Going from nonuse to dual use more than doubled risk of wheeze (incident rate ratio=2.62; 95% CI 1.79-3.85), whereas transitioning from dual use nonuse of either product or to e-cigarettes only (i.e., dropping cigarettes) were followed by with large reductions in wheezing (incident rate ratio=0.43; 95% CI 0.22-0.84 and 0.36; 95% CI 0.20, 0.63, respectively).
The dual use findings are particularly important because 59% of e-cigarette users are dual users, i.e., most adult e-cigarette users in their study did not “switch completely,” the behavior e-cigarette advocates and the FDA assume. Even among those who did switch completely there was no wheezing benefit.
Except for transitioning from nonuse to e-cigarettes, the results for dry nighttime cough were similar, although some of the changes did not reach statistical significance.

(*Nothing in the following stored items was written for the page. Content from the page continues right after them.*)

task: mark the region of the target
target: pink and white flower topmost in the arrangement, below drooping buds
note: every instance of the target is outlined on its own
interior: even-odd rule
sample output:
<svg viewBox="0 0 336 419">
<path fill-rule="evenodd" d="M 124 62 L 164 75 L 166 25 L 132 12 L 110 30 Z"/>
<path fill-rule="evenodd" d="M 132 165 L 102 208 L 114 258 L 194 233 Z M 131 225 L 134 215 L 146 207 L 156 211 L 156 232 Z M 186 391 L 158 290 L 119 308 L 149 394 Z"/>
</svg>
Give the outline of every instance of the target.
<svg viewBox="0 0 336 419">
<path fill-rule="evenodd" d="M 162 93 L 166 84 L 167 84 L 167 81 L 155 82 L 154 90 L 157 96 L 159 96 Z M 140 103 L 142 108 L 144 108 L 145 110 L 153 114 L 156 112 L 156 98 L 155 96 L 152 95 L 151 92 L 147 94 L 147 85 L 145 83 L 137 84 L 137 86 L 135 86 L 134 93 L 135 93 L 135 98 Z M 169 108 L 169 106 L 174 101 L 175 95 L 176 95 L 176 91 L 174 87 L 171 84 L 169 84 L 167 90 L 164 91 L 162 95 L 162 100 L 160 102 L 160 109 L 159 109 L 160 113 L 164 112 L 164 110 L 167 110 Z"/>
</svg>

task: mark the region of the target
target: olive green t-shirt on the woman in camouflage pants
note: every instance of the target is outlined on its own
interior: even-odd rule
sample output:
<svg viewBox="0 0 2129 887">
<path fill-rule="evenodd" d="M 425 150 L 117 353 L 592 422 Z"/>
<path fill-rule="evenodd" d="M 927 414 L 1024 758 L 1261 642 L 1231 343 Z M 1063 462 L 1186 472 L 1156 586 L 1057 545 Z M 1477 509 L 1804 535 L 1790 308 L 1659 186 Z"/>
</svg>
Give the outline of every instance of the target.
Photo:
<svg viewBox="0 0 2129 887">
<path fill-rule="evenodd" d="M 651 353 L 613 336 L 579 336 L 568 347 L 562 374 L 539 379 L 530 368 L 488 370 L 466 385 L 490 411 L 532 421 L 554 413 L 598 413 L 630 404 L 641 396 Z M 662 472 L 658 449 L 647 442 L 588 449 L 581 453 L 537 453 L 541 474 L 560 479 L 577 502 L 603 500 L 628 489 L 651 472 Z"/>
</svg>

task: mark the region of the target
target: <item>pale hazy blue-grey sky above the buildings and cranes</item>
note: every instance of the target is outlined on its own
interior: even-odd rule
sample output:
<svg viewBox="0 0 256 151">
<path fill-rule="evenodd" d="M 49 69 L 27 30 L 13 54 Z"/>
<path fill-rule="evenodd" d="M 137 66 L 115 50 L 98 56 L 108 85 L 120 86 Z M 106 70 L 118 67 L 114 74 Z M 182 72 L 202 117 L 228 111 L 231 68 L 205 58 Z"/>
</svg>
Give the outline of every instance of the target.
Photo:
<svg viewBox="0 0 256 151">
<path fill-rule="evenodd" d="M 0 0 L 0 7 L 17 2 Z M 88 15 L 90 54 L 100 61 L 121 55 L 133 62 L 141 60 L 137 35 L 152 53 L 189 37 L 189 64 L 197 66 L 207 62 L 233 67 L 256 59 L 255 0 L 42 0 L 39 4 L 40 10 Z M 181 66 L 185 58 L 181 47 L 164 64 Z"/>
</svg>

This carefully done study also provides evidence against claims that the observed associations between e-cigarette use and respiratory disease are simply artifacts of past smoking.
Here is the abstract:
Introduction: E-cigarette use is associated with pulmonary inflammation, functional respiratory changes, and chronic lung disease. Most population-level E-cigarette research has utilized point-in-time measures of E-cigarette exposures, which may not generalize to adults who transition between cigarettes and E-cigarettes.

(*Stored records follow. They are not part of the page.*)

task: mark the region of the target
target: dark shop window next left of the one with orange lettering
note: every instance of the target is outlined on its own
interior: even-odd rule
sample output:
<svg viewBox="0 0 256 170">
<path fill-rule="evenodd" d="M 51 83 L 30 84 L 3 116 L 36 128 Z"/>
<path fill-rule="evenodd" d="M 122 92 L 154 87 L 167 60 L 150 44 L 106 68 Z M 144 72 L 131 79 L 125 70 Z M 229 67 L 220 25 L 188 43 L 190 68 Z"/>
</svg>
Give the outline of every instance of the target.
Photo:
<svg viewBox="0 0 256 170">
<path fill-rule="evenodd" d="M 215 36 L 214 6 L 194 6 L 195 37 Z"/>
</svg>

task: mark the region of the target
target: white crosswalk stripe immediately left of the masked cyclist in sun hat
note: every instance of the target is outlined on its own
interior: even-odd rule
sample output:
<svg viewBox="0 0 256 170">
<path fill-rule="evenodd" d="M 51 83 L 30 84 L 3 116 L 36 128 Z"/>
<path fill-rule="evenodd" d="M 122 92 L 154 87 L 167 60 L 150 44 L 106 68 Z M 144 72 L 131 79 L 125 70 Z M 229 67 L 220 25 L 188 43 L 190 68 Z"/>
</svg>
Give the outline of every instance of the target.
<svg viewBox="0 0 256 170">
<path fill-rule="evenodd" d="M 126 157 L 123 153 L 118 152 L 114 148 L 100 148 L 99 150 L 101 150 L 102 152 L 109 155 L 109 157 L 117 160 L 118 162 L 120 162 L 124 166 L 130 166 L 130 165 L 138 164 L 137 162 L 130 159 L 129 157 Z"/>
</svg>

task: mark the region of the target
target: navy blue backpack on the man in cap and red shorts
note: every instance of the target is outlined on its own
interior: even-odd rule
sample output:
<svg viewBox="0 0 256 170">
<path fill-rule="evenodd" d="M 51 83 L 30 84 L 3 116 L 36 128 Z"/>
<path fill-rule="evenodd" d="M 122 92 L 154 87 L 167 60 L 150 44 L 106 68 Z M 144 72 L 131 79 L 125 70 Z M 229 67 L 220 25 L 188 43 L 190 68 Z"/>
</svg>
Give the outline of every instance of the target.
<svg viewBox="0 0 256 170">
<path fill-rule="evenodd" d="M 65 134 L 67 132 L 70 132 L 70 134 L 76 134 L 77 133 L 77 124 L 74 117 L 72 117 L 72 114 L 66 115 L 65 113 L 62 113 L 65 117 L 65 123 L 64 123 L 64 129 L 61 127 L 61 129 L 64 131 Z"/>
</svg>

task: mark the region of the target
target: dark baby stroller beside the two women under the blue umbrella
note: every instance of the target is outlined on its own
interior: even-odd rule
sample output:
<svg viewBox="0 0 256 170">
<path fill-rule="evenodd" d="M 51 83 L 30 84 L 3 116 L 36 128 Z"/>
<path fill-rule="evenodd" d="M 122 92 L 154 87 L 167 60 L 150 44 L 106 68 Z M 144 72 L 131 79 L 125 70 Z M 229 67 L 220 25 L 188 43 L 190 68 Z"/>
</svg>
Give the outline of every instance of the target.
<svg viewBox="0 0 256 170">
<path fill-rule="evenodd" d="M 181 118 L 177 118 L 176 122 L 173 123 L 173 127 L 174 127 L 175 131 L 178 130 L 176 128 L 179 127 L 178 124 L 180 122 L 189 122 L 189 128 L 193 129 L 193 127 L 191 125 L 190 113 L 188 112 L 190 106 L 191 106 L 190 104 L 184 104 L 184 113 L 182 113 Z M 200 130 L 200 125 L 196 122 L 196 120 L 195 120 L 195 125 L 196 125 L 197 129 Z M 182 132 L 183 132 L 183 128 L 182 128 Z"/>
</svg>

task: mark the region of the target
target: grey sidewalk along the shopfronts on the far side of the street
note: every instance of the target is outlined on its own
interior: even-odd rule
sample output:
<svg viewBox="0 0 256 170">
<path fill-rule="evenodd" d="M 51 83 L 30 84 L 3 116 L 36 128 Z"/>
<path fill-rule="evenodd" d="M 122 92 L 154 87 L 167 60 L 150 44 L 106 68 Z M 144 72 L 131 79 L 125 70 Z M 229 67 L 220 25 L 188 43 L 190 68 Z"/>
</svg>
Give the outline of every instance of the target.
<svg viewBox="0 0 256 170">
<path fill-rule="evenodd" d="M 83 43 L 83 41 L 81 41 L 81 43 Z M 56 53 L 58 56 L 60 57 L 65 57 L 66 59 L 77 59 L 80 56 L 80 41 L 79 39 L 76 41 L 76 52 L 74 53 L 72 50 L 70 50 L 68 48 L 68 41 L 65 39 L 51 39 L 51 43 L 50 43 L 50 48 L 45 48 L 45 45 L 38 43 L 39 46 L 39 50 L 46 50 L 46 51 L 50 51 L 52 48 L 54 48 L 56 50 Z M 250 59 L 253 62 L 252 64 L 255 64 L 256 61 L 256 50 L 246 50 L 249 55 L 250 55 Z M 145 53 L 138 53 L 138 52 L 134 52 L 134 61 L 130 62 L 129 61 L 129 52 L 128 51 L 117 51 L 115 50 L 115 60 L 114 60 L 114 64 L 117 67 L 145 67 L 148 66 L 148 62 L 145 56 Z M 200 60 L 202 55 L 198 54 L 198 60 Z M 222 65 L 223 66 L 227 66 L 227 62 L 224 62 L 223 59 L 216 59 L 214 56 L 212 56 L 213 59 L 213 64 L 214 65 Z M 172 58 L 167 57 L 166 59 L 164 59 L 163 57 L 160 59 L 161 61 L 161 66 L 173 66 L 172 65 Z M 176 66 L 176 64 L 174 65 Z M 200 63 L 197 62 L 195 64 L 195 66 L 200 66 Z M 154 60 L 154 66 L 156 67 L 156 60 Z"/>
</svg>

Methods: Data obtained from the Population Assessment of Tobacco and Health study were collected from 2013 to 2019 and analyzed in 2022. Three observations were created per respondent, with exposure intervals assessed over Waves 1-2, 2-3, and 3-4. Each wave of the exposure interval was classified as nonuse, exclusive E-cigarette use, exclusive smoking, or dual use, producing 16 possible cigarette‒E-cigarette transitions. The association between transitions and both dry nighttime cough and wheeze symptom development during follow-up were assessed using mixed-effects Poisson models.
Results: Among 33,231 observations from 13,528 unique participants, transitioning from nonuse to exclusive E-cigarette use was associated with 1.62 times higher incidence rate of wheeze (incident rate ratio=1.62; 95% CI=1.12, 2.34) than persistent nonuse. There was no change in reported dry nighttime cough (incident rate ratio=0.84; 95% CI=0.52, 1.35) or wheeze (incident rate ratio=0.87; 95% CI=0.52, 1.46) in individuals who switched from cigarettes to E-cigarettes, whereas transitioning from dual use to E-cigarette use was associated with large reductions in both symptoms (incident rate ratio=0.58; 95% CI=0.39, 0.87 and incident rate ratio=0.36; 95% CI=0.20, 0.63, respectively).
Conclusions: E-cigarette initiation among nonusers is associated with increased respiratory morbidity. Further research should assess the risks and benefits of E-cigarette‒assisted cigarette cessation given the reduction in symptom development rates among dual use to E-cigarette switchers.
The full citation is: Berlowitz JB, Xie W, Harlow AF, Blaha MJ, Bhatnagar A, Benjamin EJ, Stokes AC. Cigarette‒E-cigarette Transitions and Respiratory Symptom Development. Am J Prev Med. 2023 Apr;64(4):556-560. doi: 10.1016/j.amepre.2022.10.006. Epub 2022 Dec 5. PMID: 36470837; PMCID: PMC10033326. It is available here.